Exploration-exploitation tradeoff

The fundamental difficulty in solving bandit problems is known as the exploration--exploitation tradeoff. This refers to the fact that the agent needs to try new state/action combinations (this is known as exploration) in order to learn the reward function $R(s, a)$ before it can exploit its knowledge by picking the predicted the predicted best action for each state.
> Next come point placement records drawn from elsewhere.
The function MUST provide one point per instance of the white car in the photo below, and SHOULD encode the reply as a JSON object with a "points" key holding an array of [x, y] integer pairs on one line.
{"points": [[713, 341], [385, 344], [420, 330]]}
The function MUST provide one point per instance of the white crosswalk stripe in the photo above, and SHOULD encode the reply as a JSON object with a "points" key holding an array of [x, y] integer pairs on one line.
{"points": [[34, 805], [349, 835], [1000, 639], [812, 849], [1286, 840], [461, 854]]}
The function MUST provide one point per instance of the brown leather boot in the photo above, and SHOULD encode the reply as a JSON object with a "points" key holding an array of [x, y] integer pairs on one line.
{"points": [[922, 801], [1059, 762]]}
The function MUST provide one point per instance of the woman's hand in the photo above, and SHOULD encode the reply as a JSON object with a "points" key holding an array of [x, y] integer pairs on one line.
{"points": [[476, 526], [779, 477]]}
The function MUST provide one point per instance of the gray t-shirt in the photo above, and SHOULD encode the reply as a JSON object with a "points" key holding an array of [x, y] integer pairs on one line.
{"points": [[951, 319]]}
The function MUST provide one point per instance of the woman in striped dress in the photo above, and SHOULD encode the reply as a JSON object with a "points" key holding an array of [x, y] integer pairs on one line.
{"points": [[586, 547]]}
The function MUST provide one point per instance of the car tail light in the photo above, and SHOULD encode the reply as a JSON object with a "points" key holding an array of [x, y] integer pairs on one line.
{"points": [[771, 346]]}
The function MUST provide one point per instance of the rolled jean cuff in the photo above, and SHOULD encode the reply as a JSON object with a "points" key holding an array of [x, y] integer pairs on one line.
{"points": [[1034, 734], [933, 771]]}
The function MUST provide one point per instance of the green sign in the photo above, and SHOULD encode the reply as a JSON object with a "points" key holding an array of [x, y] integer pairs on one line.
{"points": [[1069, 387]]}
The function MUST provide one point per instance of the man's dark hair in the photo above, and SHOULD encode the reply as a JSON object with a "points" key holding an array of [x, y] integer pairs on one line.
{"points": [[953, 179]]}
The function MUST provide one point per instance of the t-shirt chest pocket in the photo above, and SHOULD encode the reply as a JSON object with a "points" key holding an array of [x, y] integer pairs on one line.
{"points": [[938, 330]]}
Bayesian hypothesis testing

Suppose we have two hypotheses or models, commonly called the null hypothesis, $M_0$ , and the alternative hypothesis, $M_1$ , and we want to know which one is more likely to be true. This is called hypothesis testing.

If we use 0-1 loss, the optimal decision is to pick the alternate hypothesis iff $p(M_1 | \mathcal{D}) / p(M_0 | \mathcal{D}) \gt 1$ . If we use uniform prior, the decision rule becomes: select $M_1$ iff $p(\mathcal{D} | M_1) / p(\mathcal{D} | M_0) \gt 1$ . This quantity, which is the ratio of marginal likelihoods of the two models, is known as Bayes factor:

$B_{1,0} \triangleq \frac{ p(\mathcal{D} | M_1) }{ p(\mathcal{D} | M_0) }$

This is the likelihood ratio, except we integrate out the parameters, which allows us to compare models of different complexity, due to the Bayesian Occam's razor effect.